Alkisah ada seorang lelaki bernama Beni. Hidupnya penuh kegetiran hati. Curahan kata tertuang menjadi kalimat-kalimat duka. Tulisan yang menggambarkan luka.
Setiap hari selalu berkeluh kesah. Menyampaikan rentetan kata berisi desah dan gelisah. Seakan ingin meluapkan segala sumpah serapah. Seperti membuang segala macam sampah.
Ada saran dari beberapa kenalan. Sisipkan sedikit canda sebagai masukan. Jangan mengisi dengan kemuraman melulu. Jangan semuanya berbentuk kesedihan dari hilir ke hulu.
Beni mencoba memenuhi keinginan mereka. Dia membubuhi sedikit humor dalam beberapa bagian. Dia juga berusaha meniru beberapa penulis puisi terkemuka. Menempelkan berbagai kelakar di setiap tulisan.

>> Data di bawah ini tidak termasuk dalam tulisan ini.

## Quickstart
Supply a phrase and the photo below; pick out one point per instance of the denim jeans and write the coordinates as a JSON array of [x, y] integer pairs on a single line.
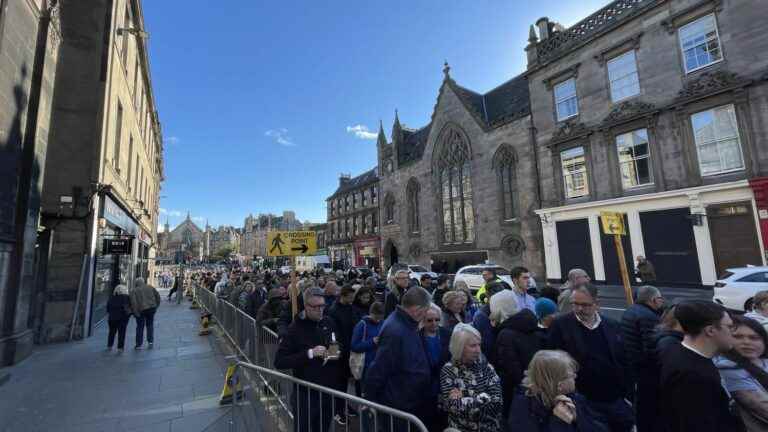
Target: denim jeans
[[146, 318]]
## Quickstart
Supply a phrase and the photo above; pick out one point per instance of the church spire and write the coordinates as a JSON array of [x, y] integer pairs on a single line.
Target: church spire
[[382, 140]]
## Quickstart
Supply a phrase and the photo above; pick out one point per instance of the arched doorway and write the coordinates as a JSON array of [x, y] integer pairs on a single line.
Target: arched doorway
[[390, 254]]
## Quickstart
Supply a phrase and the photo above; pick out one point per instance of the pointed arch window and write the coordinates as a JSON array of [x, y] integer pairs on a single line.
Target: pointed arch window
[[451, 163], [504, 163], [389, 209], [412, 193]]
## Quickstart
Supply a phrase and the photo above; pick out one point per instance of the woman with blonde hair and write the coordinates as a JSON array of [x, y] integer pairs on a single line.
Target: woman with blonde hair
[[548, 400], [470, 390], [119, 312]]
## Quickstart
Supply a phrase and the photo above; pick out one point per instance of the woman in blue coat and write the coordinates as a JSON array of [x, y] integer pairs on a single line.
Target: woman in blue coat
[[365, 337], [548, 401]]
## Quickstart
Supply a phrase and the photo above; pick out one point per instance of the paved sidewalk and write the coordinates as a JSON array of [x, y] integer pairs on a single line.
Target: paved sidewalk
[[80, 387]]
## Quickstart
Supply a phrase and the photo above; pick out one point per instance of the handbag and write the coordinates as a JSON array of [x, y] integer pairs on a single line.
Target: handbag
[[357, 360]]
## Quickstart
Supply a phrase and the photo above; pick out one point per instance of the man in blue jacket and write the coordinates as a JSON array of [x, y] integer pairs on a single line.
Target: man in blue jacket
[[400, 375]]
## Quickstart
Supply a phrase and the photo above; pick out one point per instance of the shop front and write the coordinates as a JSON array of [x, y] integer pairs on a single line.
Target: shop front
[[115, 255], [690, 235], [367, 252]]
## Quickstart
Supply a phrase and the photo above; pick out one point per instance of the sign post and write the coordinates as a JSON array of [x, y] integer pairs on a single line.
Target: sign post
[[613, 224], [291, 243]]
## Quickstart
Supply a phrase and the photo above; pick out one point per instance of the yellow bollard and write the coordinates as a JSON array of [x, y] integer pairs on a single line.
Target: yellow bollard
[[227, 393], [205, 330]]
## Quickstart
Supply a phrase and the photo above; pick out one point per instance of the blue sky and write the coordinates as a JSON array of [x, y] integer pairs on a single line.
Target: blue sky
[[263, 103]]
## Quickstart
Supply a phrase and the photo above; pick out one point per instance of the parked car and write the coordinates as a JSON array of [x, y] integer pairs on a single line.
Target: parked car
[[472, 276], [362, 271], [736, 288]]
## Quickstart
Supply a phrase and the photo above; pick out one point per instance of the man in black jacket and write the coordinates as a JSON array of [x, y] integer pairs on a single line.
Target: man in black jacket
[[595, 342], [692, 396], [304, 350], [638, 325], [345, 316]]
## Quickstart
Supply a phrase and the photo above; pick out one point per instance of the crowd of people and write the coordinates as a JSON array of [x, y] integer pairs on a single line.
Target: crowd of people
[[505, 360]]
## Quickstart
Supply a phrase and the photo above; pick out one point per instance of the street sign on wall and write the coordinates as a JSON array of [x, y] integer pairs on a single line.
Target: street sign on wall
[[291, 243], [613, 223]]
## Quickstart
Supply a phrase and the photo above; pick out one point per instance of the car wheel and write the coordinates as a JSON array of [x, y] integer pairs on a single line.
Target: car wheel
[[748, 305]]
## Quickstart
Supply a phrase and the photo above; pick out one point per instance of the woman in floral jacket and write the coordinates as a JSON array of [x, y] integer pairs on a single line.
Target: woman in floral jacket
[[470, 390]]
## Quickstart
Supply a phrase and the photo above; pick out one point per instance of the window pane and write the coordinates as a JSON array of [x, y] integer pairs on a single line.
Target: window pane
[[469, 219], [716, 135], [622, 72], [565, 99], [447, 225], [574, 172], [700, 43], [634, 158]]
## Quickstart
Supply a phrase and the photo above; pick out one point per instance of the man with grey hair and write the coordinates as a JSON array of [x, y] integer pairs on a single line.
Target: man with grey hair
[[306, 350], [638, 326], [398, 285], [401, 374], [576, 277], [595, 342], [144, 302]]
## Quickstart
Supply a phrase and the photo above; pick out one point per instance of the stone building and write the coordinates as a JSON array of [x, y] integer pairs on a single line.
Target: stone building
[[463, 189], [658, 109], [253, 241], [103, 169], [222, 237], [30, 38], [185, 243], [353, 221]]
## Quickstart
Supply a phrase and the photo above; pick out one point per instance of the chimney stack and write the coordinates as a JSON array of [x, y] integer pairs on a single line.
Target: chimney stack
[[544, 28]]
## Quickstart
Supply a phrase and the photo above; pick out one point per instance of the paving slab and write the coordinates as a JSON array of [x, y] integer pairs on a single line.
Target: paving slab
[[79, 386]]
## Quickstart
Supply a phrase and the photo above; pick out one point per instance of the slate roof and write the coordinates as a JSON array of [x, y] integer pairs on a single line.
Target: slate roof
[[413, 145], [363, 179], [599, 22], [499, 106]]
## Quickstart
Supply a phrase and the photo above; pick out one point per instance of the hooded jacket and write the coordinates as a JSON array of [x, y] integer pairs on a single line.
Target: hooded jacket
[[362, 339], [144, 297], [292, 353], [517, 341]]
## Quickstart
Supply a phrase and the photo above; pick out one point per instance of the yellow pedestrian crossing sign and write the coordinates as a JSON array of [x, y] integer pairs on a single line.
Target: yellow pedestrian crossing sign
[[613, 223], [291, 243]]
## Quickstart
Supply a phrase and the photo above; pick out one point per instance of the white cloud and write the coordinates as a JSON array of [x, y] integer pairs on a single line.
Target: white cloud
[[362, 132], [280, 136]]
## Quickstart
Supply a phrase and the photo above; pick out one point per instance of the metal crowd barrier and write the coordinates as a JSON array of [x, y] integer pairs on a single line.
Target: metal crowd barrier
[[302, 406], [277, 401]]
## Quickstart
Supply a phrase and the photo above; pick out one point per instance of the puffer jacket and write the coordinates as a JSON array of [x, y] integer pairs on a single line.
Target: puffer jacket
[[480, 404], [637, 327], [517, 341]]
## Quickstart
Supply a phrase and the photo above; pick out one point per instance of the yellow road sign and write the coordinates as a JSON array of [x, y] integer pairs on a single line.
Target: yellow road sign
[[613, 223], [291, 243]]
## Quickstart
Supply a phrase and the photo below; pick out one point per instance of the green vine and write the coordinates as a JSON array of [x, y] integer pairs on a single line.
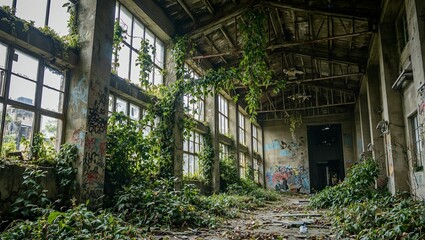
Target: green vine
[[253, 66], [145, 61], [206, 157], [118, 38]]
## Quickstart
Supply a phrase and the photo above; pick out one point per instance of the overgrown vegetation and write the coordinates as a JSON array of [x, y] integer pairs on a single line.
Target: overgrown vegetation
[[360, 210]]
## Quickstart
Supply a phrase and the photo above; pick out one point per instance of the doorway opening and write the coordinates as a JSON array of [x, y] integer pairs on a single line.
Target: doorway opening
[[325, 153]]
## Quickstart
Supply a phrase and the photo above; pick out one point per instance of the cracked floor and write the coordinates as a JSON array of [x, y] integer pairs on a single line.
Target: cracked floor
[[276, 220]]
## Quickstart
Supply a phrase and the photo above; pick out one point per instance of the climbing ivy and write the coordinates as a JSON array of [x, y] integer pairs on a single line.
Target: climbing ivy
[[206, 156], [145, 62], [118, 38]]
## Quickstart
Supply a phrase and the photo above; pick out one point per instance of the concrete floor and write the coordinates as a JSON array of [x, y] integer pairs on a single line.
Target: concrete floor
[[277, 220]]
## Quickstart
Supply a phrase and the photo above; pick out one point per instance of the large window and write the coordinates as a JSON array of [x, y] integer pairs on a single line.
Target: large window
[[223, 115], [242, 164], [126, 57], [31, 98], [42, 13], [241, 127], [224, 151], [194, 106], [255, 139], [191, 148], [402, 30], [417, 141]]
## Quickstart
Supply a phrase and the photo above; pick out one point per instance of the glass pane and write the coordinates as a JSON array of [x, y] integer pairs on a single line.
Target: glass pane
[[19, 125], [137, 34], [52, 100], [6, 3], [135, 70], [125, 17], [51, 129], [3, 56], [54, 79], [121, 106], [158, 77], [185, 164], [25, 65], [159, 58], [58, 17], [124, 62], [25, 10], [22, 90], [111, 103], [134, 112]]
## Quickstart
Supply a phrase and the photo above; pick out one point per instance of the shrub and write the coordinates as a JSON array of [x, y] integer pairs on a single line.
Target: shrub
[[357, 187]]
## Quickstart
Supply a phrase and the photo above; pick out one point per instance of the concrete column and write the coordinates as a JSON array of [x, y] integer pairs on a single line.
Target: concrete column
[[88, 97], [375, 110], [394, 140], [364, 121], [211, 116], [358, 131]]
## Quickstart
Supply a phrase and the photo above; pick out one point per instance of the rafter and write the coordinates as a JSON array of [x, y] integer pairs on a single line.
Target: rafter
[[321, 11], [209, 7], [285, 45], [186, 9]]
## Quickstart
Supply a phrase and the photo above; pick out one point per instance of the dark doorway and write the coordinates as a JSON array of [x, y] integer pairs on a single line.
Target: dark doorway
[[325, 155]]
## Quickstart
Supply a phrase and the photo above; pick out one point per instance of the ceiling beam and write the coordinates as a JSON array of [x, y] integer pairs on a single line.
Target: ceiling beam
[[209, 7], [186, 9], [220, 18], [285, 45], [360, 15]]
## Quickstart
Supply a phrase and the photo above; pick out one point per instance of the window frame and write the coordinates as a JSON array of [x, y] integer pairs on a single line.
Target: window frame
[[223, 115], [40, 85], [130, 45], [196, 140], [418, 151]]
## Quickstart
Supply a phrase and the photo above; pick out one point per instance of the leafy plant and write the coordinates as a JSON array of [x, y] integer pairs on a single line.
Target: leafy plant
[[357, 186], [39, 152], [65, 170], [76, 223], [32, 198]]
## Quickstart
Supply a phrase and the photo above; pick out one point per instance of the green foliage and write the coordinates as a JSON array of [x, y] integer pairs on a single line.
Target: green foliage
[[157, 205], [206, 157], [39, 152], [357, 186], [76, 223], [118, 38], [32, 198], [145, 62], [228, 172], [381, 217], [127, 157], [253, 65], [65, 170]]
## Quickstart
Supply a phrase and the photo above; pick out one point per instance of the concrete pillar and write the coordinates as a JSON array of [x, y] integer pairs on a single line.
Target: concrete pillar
[[394, 140], [88, 98], [364, 121], [375, 110], [358, 131], [211, 116]]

Hasilnya tidak seperti yang diharapkan. Jiwanya jadi tertekan. Hidupnya penuh derita. Sebaliknya dia menuangkan segala kata canda tawa seakan-akan dia juga menghadapi keriangan kisah sebagai realita.
Beni sadar. Menulis yang tidak dialami bukanlah hal yang benar. Dia membohongi diri dan pembaca. Menulis kegembiraan padahal di sisi terdalam penuh dengan derita.
Berhenti berusaha menjadi orang lain. Jadilah diri sendiri. Diri bukanlah patung lilin. Jangan jadi imitasi.